2:00 p.m. Thursday March 26, 2009

Title: Protein recognition and gating in the ribosome exit tunnel
By: Paula Petrone, Stanford University Department of Biophysics, Group of Prof. Dr. V. Pande
Venue: Biomolecular Science Building Room 3118
Abstract: The ribosome is a large complex catalyst responsible for the synthesis of new proteins, an essential function for life. New proteins emerge from the ribosome through an exit tunnel as nascent polypeptide chains. Recent findings indicate that tunnel interactions with the nascent polypeptide chain might be relevant for the regulation of translation. However, the specific ribosomal structural features that mediate this process are unknown. In my talk, I will address the computational methods I have developed for the study of the physicochemical environment of the tunnel. By looking at the interactions between components of the ribosome exit tunnel and different chemical probes, our simulations indicate that transport out of the tunnel could be different for diverse amino acid species. By relating our simulation data to earlier biochemical studies, our analysis provides a context for interpreting sequence-dependent nascent chain phenomenology in the ribosome tunnel.

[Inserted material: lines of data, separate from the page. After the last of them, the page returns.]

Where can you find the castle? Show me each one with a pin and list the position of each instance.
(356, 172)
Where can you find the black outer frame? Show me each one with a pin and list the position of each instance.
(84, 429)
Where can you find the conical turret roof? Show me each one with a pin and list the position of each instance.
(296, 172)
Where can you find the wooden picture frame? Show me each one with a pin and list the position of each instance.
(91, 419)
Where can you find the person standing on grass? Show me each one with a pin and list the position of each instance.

11:00 a.m., Tuesday March 31, 2009

Title: pplacer: Bayesian phylogenetic placement of metagenomic short reads
By: Erick Matsen, U.C. Berkeley
Venue: Biomolecular Science Building Room 3118
Abstact: An abundance of metagenomic short reads raises a very difficult question for bioinformaticians: how these short reads fit into previously-characterized diversity? Equally as important, how do we get confidence intervals on these placements? In this talk I will present "pplacer", which places short reads in a user-supplied reference gene tree. Pplacer takes a statistically rigorous Bayesian approach, where positions of the fragment sequence are evaluated according to normalized posterior probability; because we are fixing a reference tree, we can perform direct numerical integration over the likelihood function to obtain confidence estimates rather than resorting to MCMC. Pplacer is the first stand-alone such program which allows the user to supply a reference alignment and tree; it can be used via a simple command line interface or as part of a pipeline. We have also implemented a large-scale fragment simulation pipeline which allows the user to empirically determine an appropriate "cutoff" for accurate short read placement. Such simulations have also given us a new perspective on what phylogenetic placement scores mean, namely that posterior probability being spread over a number of locations can indicate global rather than local uncertainty.


1:00 p.m. Thursday, April 2, 2009

Title: Novel approaches to metagenomic analysis
By: James Robert White
Venue: Biomolecular Science Building Room 3118
(CBCB seminar and presentation for AMSC candidacy exam; note earlier time)
Abstact: The human body plays host to thousands of bacterial species in a variety of ecosystems. Until recently, microbial communities have been impossible to investigate thoroughly, as the vast majority of bacteria cannot be cultured through laboratory techniques. New technologies (e.g. high-throughput sequencing, 16S rRNA surveys) allow us to deeply sample the genetic content of a microbial environment in order to estimate its overall composition and functional capacity. Recent studies in this context have revealed that human obesity has a microbial component: obese gut microbiomes are distinct from the lean population. This result indicates potential therapeutic approaches to treating obesity by manipulating gut microflora. However, our limited knowledge of the microbial interactions in the gut hinders our ability to design future experiments or effective treatments. Using 16S rRNA time-series sequence data from obese individuals on a one-year diet, I have employed a mathematical model to study microbial population dynamics in the human gut. In this talk I will discuss the model formulation and predicted competitive and commensal interactions among dominant phyla in the distal gut. I will further discuss the application of this model to estimate the potential impact of prebiotic and probiotic therapies for treating human obesity. Through this problem, I hope to illustrate the insight mathematical modeling can bring to the field of metagenomics.